Part I
THE INHERITANCE: CASCADING FROM CIVILISATION TO COLONIALISM
Chapter 1 Aryans and Mauryans: Legends Merging into History
It reviews the antecedents of the Indus Valley Civilisation and the Aryan pedigree as part of his inheritance together with a more detailed description of the Mauryan dynasty. He sheds light on some historical and literally sources relating to Chandragupta Maurya 1 and his probable links with the Mauryan clan in the region surrounding Siddharthnagar of Uttar Pradesh.
Chapter 2 Ethos of Hinduism: Discovering the Labyrinthine Streams
It is a detailed account of the props that form the genesis of Hinduism and the three distinct paths that provide the umbrella for followers of different hue to remain within its fold. Its core has been tried and tested over the last two millennium and has withstood the onslaughts of Muslim subjugation and British imperialism. The author moans the rise of Brahmanism from the turn of the new Era (20th Century) and believes that the Muslim proselytisation/ conversion of Hindus might have been marginalised if Buddhism had continued to prosper in the land of its birth. The ascendancy and politicisation of instant godheads has eroded the sanctity of Hinduism. In the new age of cynicism, he views the possibility of the death of religion.

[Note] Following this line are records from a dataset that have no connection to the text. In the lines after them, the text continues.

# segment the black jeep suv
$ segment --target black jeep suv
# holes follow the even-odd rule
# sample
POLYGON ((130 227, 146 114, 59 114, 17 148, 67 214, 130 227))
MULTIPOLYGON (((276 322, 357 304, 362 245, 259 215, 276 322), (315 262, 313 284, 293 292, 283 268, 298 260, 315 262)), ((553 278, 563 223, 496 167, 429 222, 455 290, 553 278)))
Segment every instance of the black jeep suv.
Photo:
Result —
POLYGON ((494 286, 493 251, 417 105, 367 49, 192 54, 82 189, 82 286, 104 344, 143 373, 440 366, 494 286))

Chapter 3 Under the Heels: Mughal Subjugation and British Colonialism
It assails the destructive, iconoclastic fury of the Muslim regimes in India and the acquisitive greed of the Mughals to build ostentatious monuments for their security and self-aggrandisement. The imperial British failed in their attempt to evangelise the population but succeeded in siphoning the wealth of a prosperous subcontinent and reducing it to a pauper state. The industrial revolution had its origin in usurpation of Indian wealth. The resultant poverty drove more than a million Indians to eke out living in distant European outposts. This was one of the positive legacies of the British Empire.